Currently, the HR-positive breast cancer is further subdivided into subtypes based on molecular expression: luminal A, B HER2-negative, and luminal B HER2-positive. The latter two subtypes have worse outcomes and need systemic chemotherapy even for early stage cancers [32]. Although gene expression profiling has become a more commonly used laboratory technique, it is still not broadly available as a validated diagnostic technique in most health care situations. Therefore, instead of DNA/RNA analysis, immunohistochemical analysis with 4 markers (ER, PR, HER2, and Ki67) have been used to define subtypes of breast cancer. [21, 32, 33]. Thus, considering the limitations of immunohistochemical assay and specimens from core needle biopsy in the neoadjuvant setting, pSUVmax may be an alternative to molecular assays for identifying specific subtypes, potentially avoiding ineffective chemotherapies and permitting other treatment options such as neoadjuvant endocrine therapy or immediate surgery.
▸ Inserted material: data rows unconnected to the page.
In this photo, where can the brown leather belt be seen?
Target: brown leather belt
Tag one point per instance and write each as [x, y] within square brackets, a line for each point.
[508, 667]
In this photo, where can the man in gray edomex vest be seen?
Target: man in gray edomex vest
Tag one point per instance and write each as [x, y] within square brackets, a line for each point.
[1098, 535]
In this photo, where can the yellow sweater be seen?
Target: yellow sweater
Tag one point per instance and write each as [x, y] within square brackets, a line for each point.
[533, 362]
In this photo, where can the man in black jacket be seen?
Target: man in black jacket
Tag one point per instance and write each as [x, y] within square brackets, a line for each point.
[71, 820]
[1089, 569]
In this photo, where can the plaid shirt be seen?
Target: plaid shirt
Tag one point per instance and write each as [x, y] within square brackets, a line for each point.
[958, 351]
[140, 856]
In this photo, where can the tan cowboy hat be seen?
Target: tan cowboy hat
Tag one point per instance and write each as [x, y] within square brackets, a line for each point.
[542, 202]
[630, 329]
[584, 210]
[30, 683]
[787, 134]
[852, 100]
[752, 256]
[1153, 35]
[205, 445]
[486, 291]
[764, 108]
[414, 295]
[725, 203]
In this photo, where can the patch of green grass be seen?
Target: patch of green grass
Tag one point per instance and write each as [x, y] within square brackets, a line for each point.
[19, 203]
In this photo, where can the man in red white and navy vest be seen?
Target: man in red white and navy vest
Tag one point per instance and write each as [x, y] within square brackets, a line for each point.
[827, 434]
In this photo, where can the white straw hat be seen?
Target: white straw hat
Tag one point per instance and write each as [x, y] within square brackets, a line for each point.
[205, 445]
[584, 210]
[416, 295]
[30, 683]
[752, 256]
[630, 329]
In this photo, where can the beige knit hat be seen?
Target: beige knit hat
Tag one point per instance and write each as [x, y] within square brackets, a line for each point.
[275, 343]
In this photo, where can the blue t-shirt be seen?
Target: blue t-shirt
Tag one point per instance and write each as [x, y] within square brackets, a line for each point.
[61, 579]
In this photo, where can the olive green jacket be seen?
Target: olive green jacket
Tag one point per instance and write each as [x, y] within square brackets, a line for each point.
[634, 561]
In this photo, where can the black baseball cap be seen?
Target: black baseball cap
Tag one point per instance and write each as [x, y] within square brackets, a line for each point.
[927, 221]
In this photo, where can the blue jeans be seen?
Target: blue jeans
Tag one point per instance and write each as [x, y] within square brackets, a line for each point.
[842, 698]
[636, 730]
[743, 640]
Meanwhile, the cutoff value requires further refinement in future studies, as the current values are too variable for use as a marker. Additionally, the PET technique enables metabolic pathway visualization of the increased glucose consumption in malignant tumors [15] and the activities of diverse glucose transporters such as glucose transporter I (GLUT-1) and intracellular glucose metabolic enzymes such as hexokinases have been shown to determine the level of FDG uptake in cancer tissue [34]. Therefore, further studies of the associations between these molecules and 18F-FDG PET/CT are warranted.
It is well known the incidence of pCR vary among breast cancer-intrinsic subtypes and the patients with HR-positive breast cancer show a low pCR rate compared with triple-negative or HER2-positive breast cancer patients [30, 31]. However, the small sample size and relatively lower incidence of pCR compared to that of other NAC studies limit definite conclusions. The lower incidence of pCR can be explained by the higher proportion of luminal A subtype in the study population. Nevertheless, despite the unproven role of PET scanning and its decreasing use in our region, this study may stimulate new insights into PET scanning. Moreover, the number of enrolled patients with HR-positive, HER2-negative early breast cancer is high compared to that of other studies of the role of PET in the neoadjuvant setting, and, to our knowledge, this study is the first to establish the role of initial pSUVmax as a noninvasive predictive marker of pCR to NAC.